You could try this hack: https://www.chiefdelphi.com/forums/showthread.php?p=1569705. The only challenge is to clear the hex collar. A 3D printed housing /standoff (or just a bit of bent lexan) could work really nicely.

Did you wire your cimcoders to the srx? If you did, did you solder in the pull up resistors? If not that is probably the issue with missing counts. We ran them on Minicims for our shooter wheels, to srx running speed control loop on the srx, and worked beautifully.

From Omar, at CTR when I asked question about cimcoder and pullups.

Hey Scott,

Pullups
The CimCoder will require external pullups. The 10KΩ that’s recommended in the CIMCoder spec is probably best. I think we had another customer who confirmed that without resistors the results are not reliable.

Breakout
Also since it’s a 5V sensor, be sure to use a blue-encoder-breakout so that you don’t violate the 5V errata on Talons with revisions < 1.7.

2014 we used Ball shifters and used the encoder setup that comes with it.
2015 we used the AM CIMple Box and 3D printed an encoder gearbox that mounted to the 1x2 frame. It had a 3D printed gear on the hex drive axle and we pressed a 3D printed gear onto the Greyhill encoder. Worked well.
2016 we used the WCP SS gearbox (single speed with 3 motor mounts). We only used 2 CIMs so we 3D printed a mounting plate and gear so that the encoder could mount using the CIM bolt holes. Worked great. Much easier to get to and work on if needed compared to 2015.

We had 2 different ways of including an encoder on our drive this year. Originally with our 775pro and VP gearbox we just included the encoder stage in our VP. When we moved to a CIM/miniCIM gearbox in an effort to keep it as low profile as possible, in this case it was ~2.625in tall, we had to move the encoder away from the gearbox. We moved it to the center wheel axle.

Well that’s interesting… That might solve some of our problems. Surprising. We used the Andymark Universal Breakout board, which seem to have spaces for pull up resistors. Might have been good to read in on that.

Do other encoders generally need pull up resistors?

It’s less about the encoders, as to what is reading the encoders. The roborio has pullup resistors built in. In the cRio days the digital side card had pullup resistors built in too. Read an input on either with nothing wired up, the all will return TRUE, or that the signal is high.

Ah ok. I’m assuming the srx doesn’t have one, then. The more you know.

I don’t want to hijack the thread here, but mainly because the cross-brace attaches on the other side of the pulley, so there’s no room. It’s also intended to be flexible by design. Realistically, this mount is only there to keep the encoder body from rotating.
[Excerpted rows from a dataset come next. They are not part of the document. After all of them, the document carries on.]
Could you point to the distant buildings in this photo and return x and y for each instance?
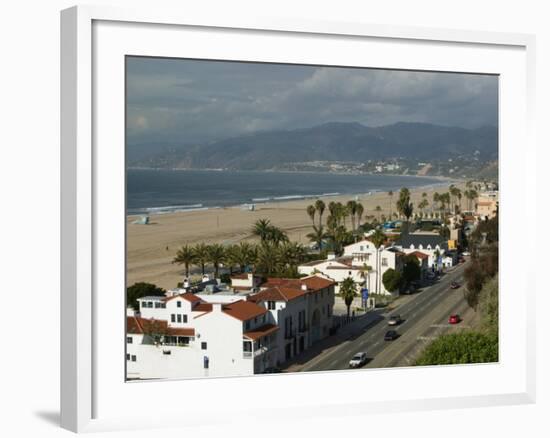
(227, 332)
(487, 205)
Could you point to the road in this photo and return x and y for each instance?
(424, 317)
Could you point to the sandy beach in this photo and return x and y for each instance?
(151, 248)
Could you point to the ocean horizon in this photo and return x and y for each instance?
(158, 191)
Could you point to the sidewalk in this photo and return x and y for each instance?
(319, 350)
(357, 327)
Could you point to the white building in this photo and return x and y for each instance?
(228, 333)
(432, 245)
(354, 262)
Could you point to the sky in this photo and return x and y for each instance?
(179, 101)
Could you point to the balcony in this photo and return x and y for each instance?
(257, 352)
(289, 334)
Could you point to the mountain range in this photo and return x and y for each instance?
(333, 141)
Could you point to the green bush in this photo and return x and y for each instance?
(461, 348)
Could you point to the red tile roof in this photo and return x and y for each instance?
(277, 293)
(313, 283)
(243, 310)
(186, 296)
(261, 331)
(203, 307)
(139, 326)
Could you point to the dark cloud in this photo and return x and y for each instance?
(188, 101)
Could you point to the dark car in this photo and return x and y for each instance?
(454, 319)
(395, 320)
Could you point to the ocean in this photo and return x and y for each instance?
(151, 191)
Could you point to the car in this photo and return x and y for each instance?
(358, 360)
(395, 320)
(454, 318)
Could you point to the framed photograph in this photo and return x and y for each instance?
(294, 211)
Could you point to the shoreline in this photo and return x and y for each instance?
(157, 210)
(151, 248)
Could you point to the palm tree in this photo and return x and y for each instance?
(311, 213)
(435, 199)
(348, 292)
(378, 238)
(292, 254)
(378, 210)
(423, 204)
(318, 235)
(242, 255)
(261, 229)
(201, 255)
(185, 256)
(216, 256)
(364, 273)
(268, 259)
(320, 207)
(360, 210)
(351, 208)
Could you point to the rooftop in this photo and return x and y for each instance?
(261, 331)
(243, 310)
(421, 239)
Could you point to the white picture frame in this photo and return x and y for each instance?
(94, 396)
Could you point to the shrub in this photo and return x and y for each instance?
(461, 348)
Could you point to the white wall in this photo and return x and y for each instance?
(29, 172)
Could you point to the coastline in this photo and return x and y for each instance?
(257, 202)
(151, 248)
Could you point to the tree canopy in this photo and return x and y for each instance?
(140, 290)
(460, 348)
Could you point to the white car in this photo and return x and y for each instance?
(358, 360)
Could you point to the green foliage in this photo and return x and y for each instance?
(411, 269)
(392, 280)
(348, 292)
(488, 305)
(140, 290)
(461, 348)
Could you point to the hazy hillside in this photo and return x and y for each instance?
(333, 141)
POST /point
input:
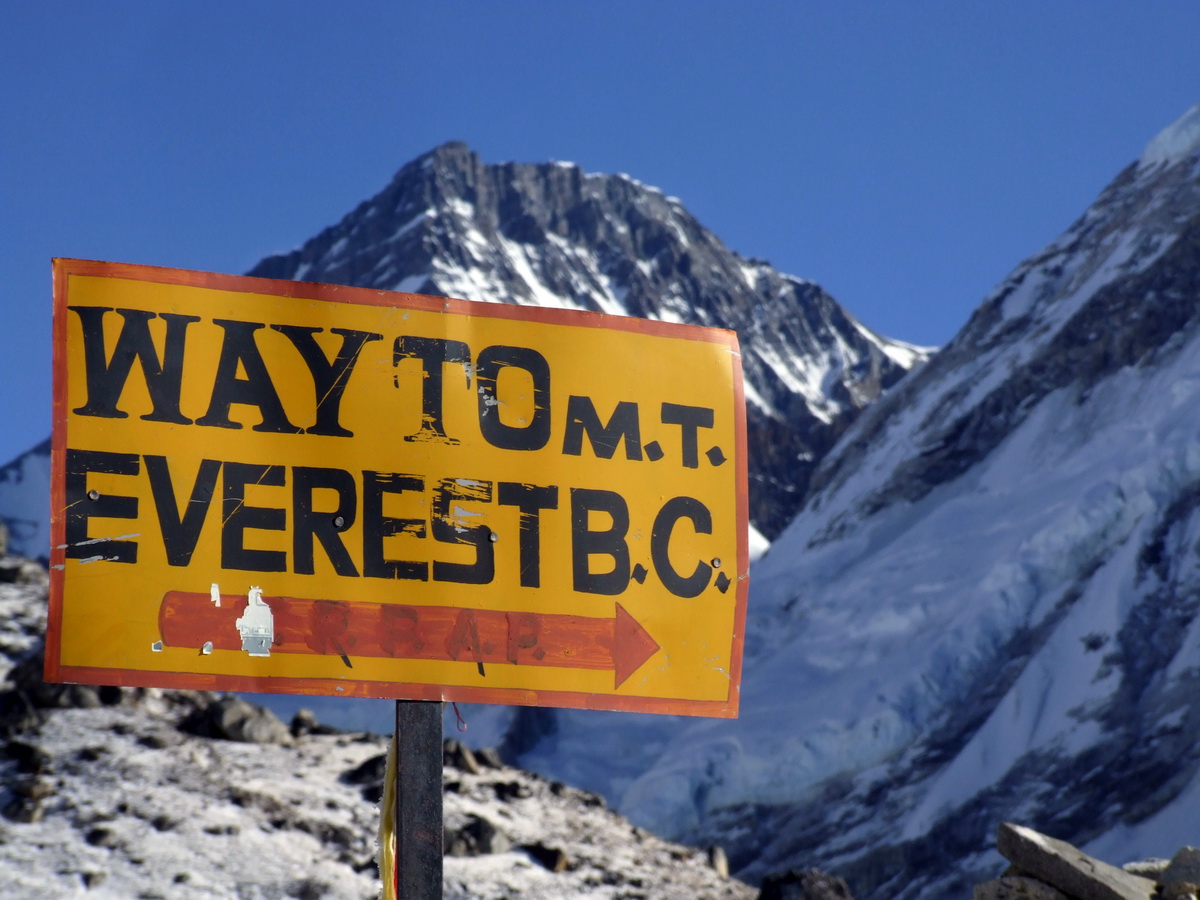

It’s pretty well retained inside the shaft, and because it’s a rigid attachment there and a very snug fit, we want to avoid over-constraining the encoder and ending up putting a side load from any kind of misalignment.

The last benefit is this mounting lets us remove and replace a belt without taking the encoder off.

449 tends to use WCP gearboxes.

If we’re using a SS gearbox, we place the encoder on the gearbox output shaft, mounted under the motors.

If we’re using a DS gearbox, we place the encoder on a wheel shaft.

The latter can be a pain if you’re using chain and need adjustability (such as w/ versablocks) to maintain tension, but there are workarounds (such as slotting the mounting holes for the encoder bracket).

We used to use thick surgical tubing for the coupling, but found that this actually causes a fair amount of noise in the encoder reading (my best guess is that the torsional flex in such a coupling leads to something like a stick-slip behavior, but I have no way of actually testing this). We now use helical beam couplers instead.